An Easy Fish Chowder Recipe using Fish, Mussels or Shrimps

This is an easy-to-cook fish chowder recipe that uses any white fish, mussels or shrimps. Lovely and delicate with a cup of sinful cream, this is a good recipe for those who wish to impress their guests.

The chowder has an old history with its roots in France, and very popular in Brittany. This dish was then introduced to the English and adopted particularly along the Cornish and Devon coasts where fish was plentiful. Finally it was brought across to the Americas by the early settlers.
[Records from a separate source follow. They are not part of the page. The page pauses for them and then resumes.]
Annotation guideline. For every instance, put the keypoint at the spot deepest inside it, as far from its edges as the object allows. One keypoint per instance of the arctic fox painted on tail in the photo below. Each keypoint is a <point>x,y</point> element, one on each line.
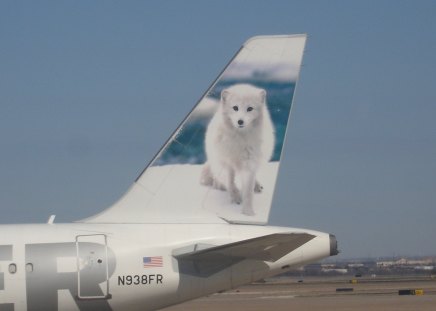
<point>239,139</point>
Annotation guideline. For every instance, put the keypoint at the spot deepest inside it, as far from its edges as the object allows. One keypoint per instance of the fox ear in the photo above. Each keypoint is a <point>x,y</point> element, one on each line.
<point>262,95</point>
<point>224,95</point>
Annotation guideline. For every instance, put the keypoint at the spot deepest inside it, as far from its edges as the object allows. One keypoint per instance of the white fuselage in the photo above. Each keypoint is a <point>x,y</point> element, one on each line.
<point>101,266</point>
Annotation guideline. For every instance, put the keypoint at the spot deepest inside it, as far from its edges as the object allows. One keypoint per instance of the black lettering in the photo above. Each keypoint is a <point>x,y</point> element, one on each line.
<point>121,280</point>
<point>129,280</point>
<point>159,278</point>
<point>137,280</point>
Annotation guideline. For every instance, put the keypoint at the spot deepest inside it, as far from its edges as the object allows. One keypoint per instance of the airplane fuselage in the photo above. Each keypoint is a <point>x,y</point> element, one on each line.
<point>127,267</point>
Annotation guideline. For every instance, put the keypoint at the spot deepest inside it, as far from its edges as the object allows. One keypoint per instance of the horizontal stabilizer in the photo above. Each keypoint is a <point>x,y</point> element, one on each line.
<point>269,248</point>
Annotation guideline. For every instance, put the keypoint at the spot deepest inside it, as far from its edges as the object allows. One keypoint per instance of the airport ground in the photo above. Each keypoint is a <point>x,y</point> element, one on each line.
<point>316,293</point>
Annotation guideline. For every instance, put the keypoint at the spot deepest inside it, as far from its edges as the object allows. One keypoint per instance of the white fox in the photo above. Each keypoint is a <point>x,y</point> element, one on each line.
<point>239,139</point>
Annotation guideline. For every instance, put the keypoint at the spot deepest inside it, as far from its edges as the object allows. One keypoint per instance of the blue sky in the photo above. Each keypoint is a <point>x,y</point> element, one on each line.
<point>90,90</point>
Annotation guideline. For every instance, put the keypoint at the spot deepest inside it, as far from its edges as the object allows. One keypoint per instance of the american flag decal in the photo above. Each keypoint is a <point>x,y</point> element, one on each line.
<point>153,262</point>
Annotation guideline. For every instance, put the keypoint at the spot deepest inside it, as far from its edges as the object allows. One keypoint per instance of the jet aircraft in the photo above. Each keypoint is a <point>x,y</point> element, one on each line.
<point>195,220</point>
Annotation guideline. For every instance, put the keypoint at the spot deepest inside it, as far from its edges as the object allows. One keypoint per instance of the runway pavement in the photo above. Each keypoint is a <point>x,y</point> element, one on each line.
<point>380,293</point>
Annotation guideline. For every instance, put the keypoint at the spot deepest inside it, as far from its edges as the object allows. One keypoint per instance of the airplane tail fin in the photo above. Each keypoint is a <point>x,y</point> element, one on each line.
<point>221,163</point>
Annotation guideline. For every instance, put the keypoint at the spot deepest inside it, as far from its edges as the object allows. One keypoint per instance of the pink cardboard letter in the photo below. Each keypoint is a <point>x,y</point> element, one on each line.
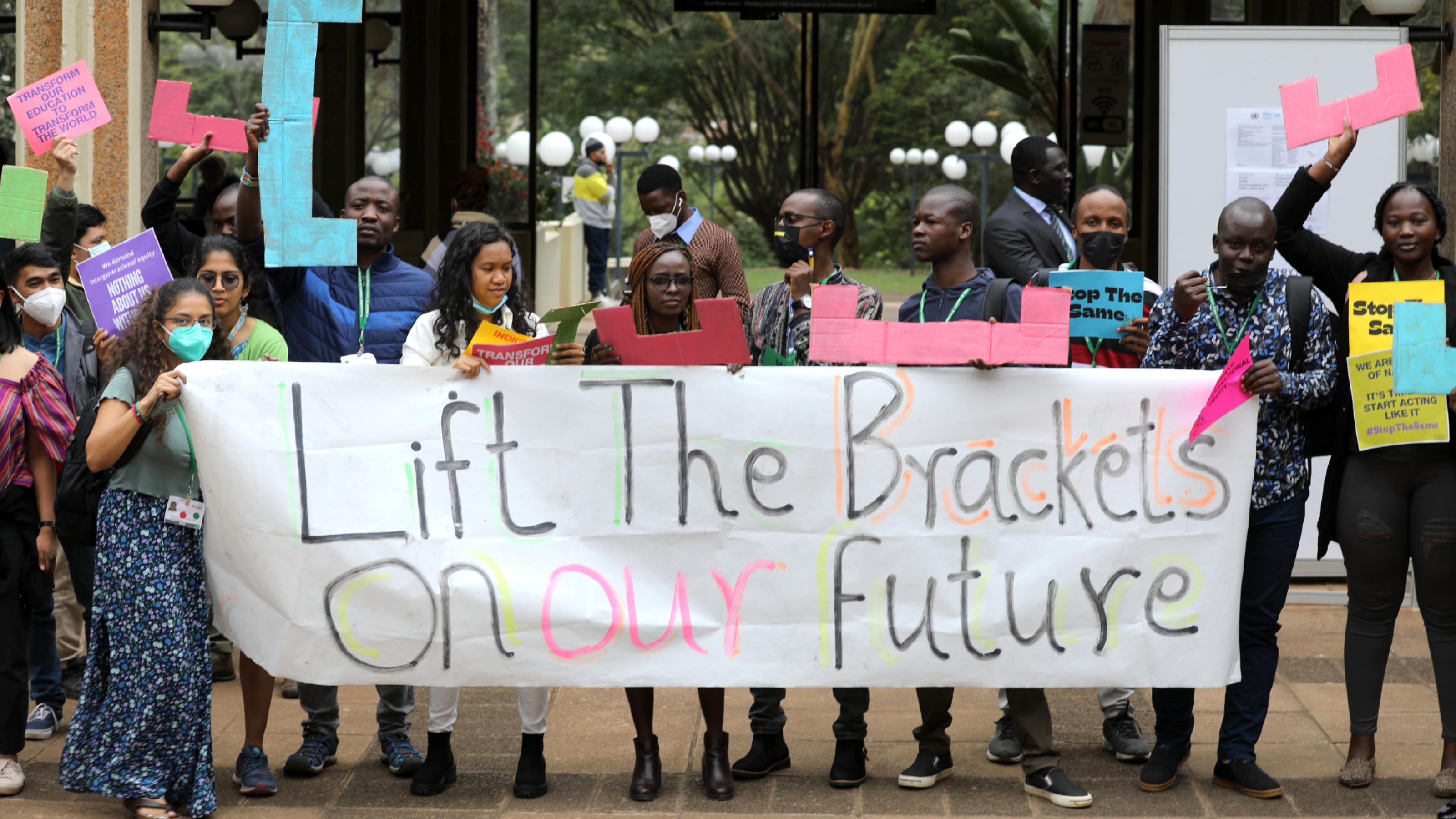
<point>721,342</point>
<point>65,104</point>
<point>1228,393</point>
<point>1394,95</point>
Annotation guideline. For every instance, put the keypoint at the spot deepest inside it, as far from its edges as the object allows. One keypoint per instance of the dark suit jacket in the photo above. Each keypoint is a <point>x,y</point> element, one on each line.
<point>1020,243</point>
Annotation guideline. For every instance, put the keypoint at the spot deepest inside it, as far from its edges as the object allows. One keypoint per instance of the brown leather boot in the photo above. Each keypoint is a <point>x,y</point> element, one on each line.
<point>647,773</point>
<point>717,770</point>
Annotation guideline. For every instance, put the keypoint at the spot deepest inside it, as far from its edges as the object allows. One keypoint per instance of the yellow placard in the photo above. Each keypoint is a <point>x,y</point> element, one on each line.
<point>1385,419</point>
<point>1372,323</point>
<point>495,334</point>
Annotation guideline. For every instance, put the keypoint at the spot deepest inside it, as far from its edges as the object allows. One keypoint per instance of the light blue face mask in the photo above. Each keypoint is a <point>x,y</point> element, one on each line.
<point>190,343</point>
<point>481,308</point>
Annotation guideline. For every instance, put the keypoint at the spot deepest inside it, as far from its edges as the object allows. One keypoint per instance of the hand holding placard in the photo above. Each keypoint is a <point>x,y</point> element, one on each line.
<point>1228,393</point>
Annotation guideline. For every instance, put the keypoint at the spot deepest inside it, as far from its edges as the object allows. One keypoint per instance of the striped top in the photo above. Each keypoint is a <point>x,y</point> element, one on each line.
<point>40,403</point>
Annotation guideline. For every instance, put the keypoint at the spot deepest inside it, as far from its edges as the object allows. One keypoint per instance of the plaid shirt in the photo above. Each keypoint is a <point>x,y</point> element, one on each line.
<point>1280,470</point>
<point>717,266</point>
<point>774,325</point>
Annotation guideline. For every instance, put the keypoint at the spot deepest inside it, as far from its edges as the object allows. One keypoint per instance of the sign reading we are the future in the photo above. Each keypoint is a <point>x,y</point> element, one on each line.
<point>807,526</point>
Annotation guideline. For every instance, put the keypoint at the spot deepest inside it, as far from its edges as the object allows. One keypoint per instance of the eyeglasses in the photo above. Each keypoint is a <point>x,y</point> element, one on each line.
<point>666,283</point>
<point>188,321</point>
<point>231,280</point>
<point>794,217</point>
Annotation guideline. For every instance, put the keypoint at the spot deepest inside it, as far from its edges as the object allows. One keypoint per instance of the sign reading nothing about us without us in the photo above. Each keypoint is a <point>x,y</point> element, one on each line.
<point>807,526</point>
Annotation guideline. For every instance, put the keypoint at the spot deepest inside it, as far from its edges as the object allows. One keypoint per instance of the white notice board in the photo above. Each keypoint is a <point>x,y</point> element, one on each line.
<point>1215,73</point>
Milk, cream and fish are popular staples in any chowder dish.

Fish Chowder Recipe

2 tablespoons butter
1 small onion, finely chopped
2 rashers bacon, finely chopped
4 large potatoes, peeled and cubed
1 large carrot, finely chopped
1 1/2 cups milk
1 cup cream
1/4 teaspoon pepper
1/4 teaspoon dried thyme
parsley, chopped
300 g cubed fish (skinned and boned), mussels or shrimps)

Melt butter in a large pot and fry the onions and bacon. Add potatoes, carrots, cream, milk, pepper and thyme.  Bring to the boil. Reduce heat and simmer for 20 minutes. Add seafood and cook for a further 10 minutes. Sprinkle with parsley and serve hot with French bread.